All 28 patients received liver transplantations from living donors during March 2001 to November 2005. The clinical courses of these recipients were retrospectively surveyed until 4 weeks after the operation. All of these patients had received maintenance immunosuppressive therapy with tacrolimus in combination with methylprednisolone. Basically, from 1 to 10 mg/day of tacrolimus was administered to give blood trough concentrations of 8–16 ng/ml during the monitoring period. Tacrolimus blood concentrations were measured by generalized enzyme immunoassay procedures.

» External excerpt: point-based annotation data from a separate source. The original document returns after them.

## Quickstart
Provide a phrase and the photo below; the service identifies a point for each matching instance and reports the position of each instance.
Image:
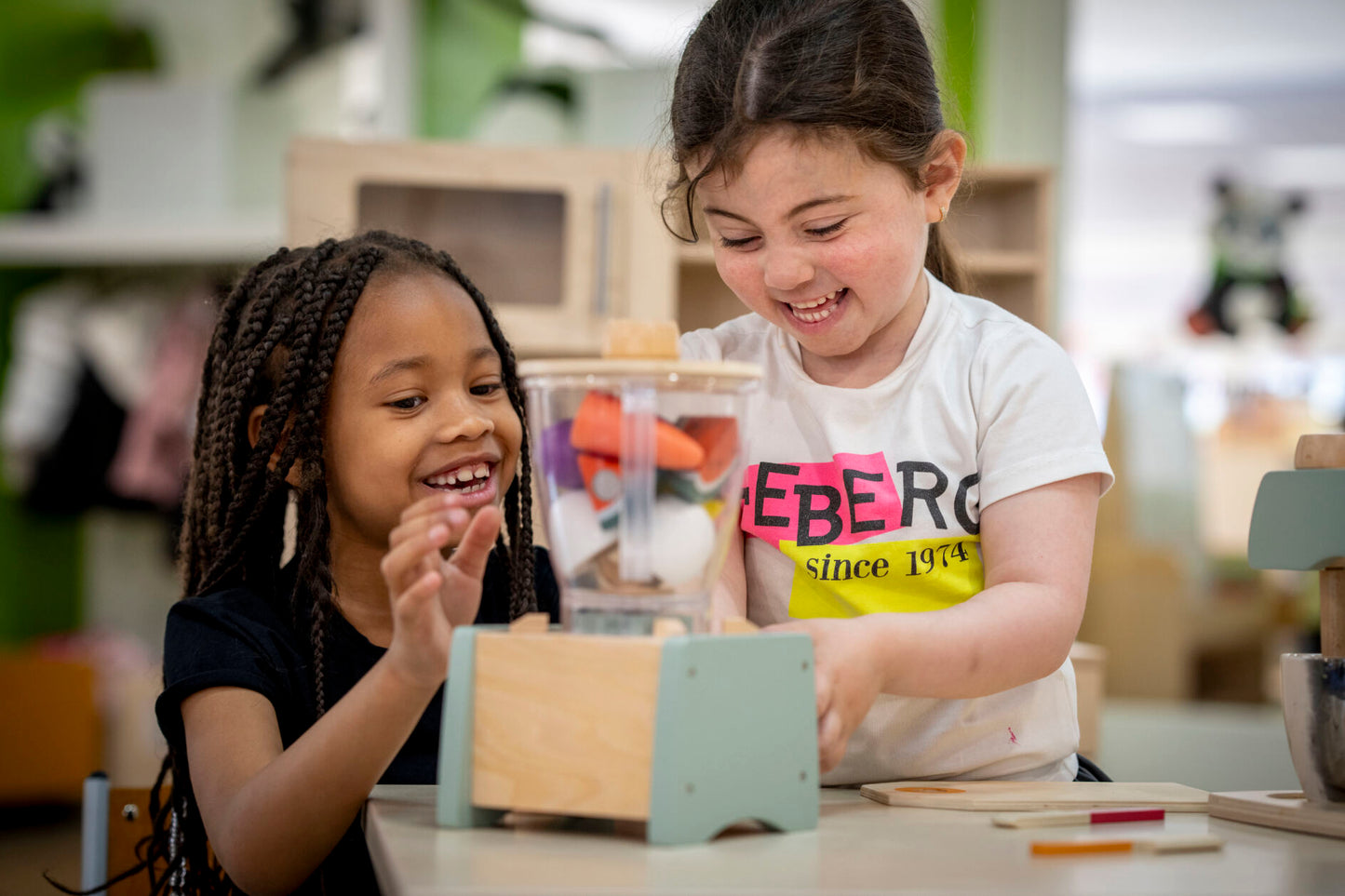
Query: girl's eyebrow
(797, 210)
(398, 365)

Acute allograft rejection episodes were diagnosed by hyperthermia and increases in serum AST, ALT, and/or bilirubin concentrations and were further confirmed by a biopsy of the graft, except in cases 12 and 28. Rejection episodes in cases 12 and 28 were mild and therefore graft biopsies were not carried out in these cases. For the treatment of acute rejection episodes, intravenous pulses of 125–1000 mg methylprednisolone hemisuccinate were given daily for 1–3 days.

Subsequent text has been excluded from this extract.